Les universités devraient être des endroits où nous serions libres d’apprendre ces points de vue, où les étudiants seraient libres d’exprimer des choses dissidentes et où les débats sur les mérites de leurs opinions devraient être encouragés. Il y a tant de discussions à avoir, y compris sur la question de savoir comment les personnes qui parmi nous sont engagées dans la non-violence peuvent jouer un rôle actif pour préserver les droits d’expression et la critique des mensonges. La censure appartient au fléau de l’autoritarisme. Et étant donné que les attaques contre la démocratie sont endémiques et en augmentation, c’est la responsabilité des administrateurs universitaires de sauvegarder les droits à la libre expression, particulièrement quand l’atmosphère est tendue, quand l’expression est délicate, et que des allégations et des menaces prennent la place de la réflexion et du débat.

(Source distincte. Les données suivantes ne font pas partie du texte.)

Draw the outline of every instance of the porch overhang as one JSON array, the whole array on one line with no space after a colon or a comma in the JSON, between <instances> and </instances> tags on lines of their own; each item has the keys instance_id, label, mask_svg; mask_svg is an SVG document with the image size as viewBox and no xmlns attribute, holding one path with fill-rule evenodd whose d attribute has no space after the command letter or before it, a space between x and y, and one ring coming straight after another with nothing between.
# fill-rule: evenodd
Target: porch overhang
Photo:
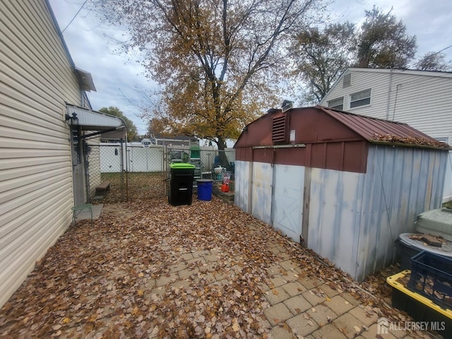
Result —
<instances>
[{"instance_id":1,"label":"porch overhang","mask_svg":"<svg viewBox=\"0 0 452 339\"><path fill-rule=\"evenodd\" d=\"M82 131L107 132L126 128L124 121L117 117L69 104L66 105L66 107L67 123L69 125L78 125Z\"/></svg>"}]
</instances>

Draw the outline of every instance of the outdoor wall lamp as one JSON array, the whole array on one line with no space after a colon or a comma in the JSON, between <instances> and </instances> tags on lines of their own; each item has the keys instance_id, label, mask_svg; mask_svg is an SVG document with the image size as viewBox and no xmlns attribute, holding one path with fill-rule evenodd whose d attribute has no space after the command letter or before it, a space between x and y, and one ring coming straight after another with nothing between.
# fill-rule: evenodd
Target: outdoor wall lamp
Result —
<instances>
[{"instance_id":1,"label":"outdoor wall lamp","mask_svg":"<svg viewBox=\"0 0 452 339\"><path fill-rule=\"evenodd\" d=\"M66 119L66 121L69 125L78 125L78 118L77 117L77 113L74 112L72 114L72 116L70 116L68 113L64 116Z\"/></svg>"}]
</instances>

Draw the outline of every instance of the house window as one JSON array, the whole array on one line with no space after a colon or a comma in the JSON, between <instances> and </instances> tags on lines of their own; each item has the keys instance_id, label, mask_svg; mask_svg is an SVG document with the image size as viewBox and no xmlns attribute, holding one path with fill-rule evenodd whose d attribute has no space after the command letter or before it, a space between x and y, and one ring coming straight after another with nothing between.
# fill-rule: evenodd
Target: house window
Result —
<instances>
[{"instance_id":1,"label":"house window","mask_svg":"<svg viewBox=\"0 0 452 339\"><path fill-rule=\"evenodd\" d=\"M343 87L345 88L346 87L350 87L352 85L352 73L349 73L348 74L345 74L343 78Z\"/></svg>"},{"instance_id":2,"label":"house window","mask_svg":"<svg viewBox=\"0 0 452 339\"><path fill-rule=\"evenodd\" d=\"M447 136L441 137L441 138L435 138L440 143L448 143L449 138Z\"/></svg>"},{"instance_id":3,"label":"house window","mask_svg":"<svg viewBox=\"0 0 452 339\"><path fill-rule=\"evenodd\" d=\"M370 105L370 88L350 95L350 108Z\"/></svg>"},{"instance_id":4,"label":"house window","mask_svg":"<svg viewBox=\"0 0 452 339\"><path fill-rule=\"evenodd\" d=\"M333 99L328 102L328 107L335 108L336 109L344 109L344 97Z\"/></svg>"}]
</instances>

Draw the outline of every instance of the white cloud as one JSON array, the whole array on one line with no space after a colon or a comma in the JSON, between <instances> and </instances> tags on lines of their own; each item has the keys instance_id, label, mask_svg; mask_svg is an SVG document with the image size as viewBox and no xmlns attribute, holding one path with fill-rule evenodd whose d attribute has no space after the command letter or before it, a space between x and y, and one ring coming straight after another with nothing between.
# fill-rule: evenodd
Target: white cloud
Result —
<instances>
[{"instance_id":1,"label":"white cloud","mask_svg":"<svg viewBox=\"0 0 452 339\"><path fill-rule=\"evenodd\" d=\"M49 1L61 30L77 13L81 2ZM452 1L338 0L330 6L335 12L331 17L336 22L362 23L364 10L371 9L374 4L383 11L393 7L393 14L403 21L408 34L417 36L418 56L452 44L452 25L449 24L452 22ZM139 133L144 133L146 121L137 117L138 109L130 105L124 95L133 101L140 97L136 88L151 91L156 85L145 78L145 69L136 62L136 56L115 54L118 46L105 37L107 35L120 38L121 34L119 30L107 30L99 24L94 13L82 10L66 29L64 36L76 65L93 76L97 90L89 94L93 108L116 106L135 123ZM452 59L452 47L444 53L448 59Z\"/></svg>"}]
</instances>

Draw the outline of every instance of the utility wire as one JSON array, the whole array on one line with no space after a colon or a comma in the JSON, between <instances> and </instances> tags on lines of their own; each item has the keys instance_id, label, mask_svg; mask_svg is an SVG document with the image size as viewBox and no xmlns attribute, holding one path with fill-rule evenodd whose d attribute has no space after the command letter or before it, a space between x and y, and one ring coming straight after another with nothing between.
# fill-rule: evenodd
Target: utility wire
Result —
<instances>
[{"instance_id":1,"label":"utility wire","mask_svg":"<svg viewBox=\"0 0 452 339\"><path fill-rule=\"evenodd\" d=\"M80 8L78 8L78 11L77 11L77 13L76 13L76 15L73 16L73 18L72 18L72 19L71 19L71 21L69 21L69 23L68 23L66 25L66 26L64 28L64 29L63 30L61 30L61 33L64 33L64 31L66 30L66 29L69 27L69 25L71 25L72 23L72 21L74 20L74 19L77 17L77 16L78 15L78 13L80 13L80 11L82 10L82 8L83 8L83 6L85 6L85 4L86 4L86 2L88 1L88 0L85 0L85 2L82 4L81 7Z\"/></svg>"},{"instance_id":2,"label":"utility wire","mask_svg":"<svg viewBox=\"0 0 452 339\"><path fill-rule=\"evenodd\" d=\"M436 52L436 53L434 53L433 54L430 54L430 55L429 55L429 57L434 56L435 55L436 55L436 54L438 54L441 53L441 52L445 51L445 50L446 50L446 49L447 49L448 48L451 48L451 47L452 47L452 44L451 44L451 45L450 45L450 46L448 46L447 47L443 48L441 51L438 51L438 52Z\"/></svg>"}]
</instances>

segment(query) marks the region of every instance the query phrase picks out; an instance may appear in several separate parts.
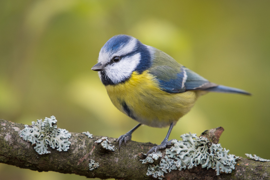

Être interdit pour s’être opposé à l’injustice, c’est souffrir une nouvelle injustice. Pourrions-nous peut-être avoir un débat sur la justice ? L’université pourrait alors avoir la chance de redorer sa réputation pour la libre enquête. Pourrions-nous écouter nos étudiants ? L’université pourrait alors avoir une chance de devenir un lieu d’enseignement et d’offrir à son personnel enseignant une nouvelle leçon d’humilité.

 

Judith Butler

Judith Butler est professeure émérite à la Graduate School de l’ Université de Californie à Berkeley. Son livre, à paraître, Whos Afraid of Gender? [Qui a peur du genre ?], sera publié en 2024.

 

Trad. CG pour l’AURDIP et Campagne BDS France Montpellier

[1] Le doxing est la divulgation de données personnelles (adresse, téléphone, …) sur les réseaux sociaux, dans un but malveillant.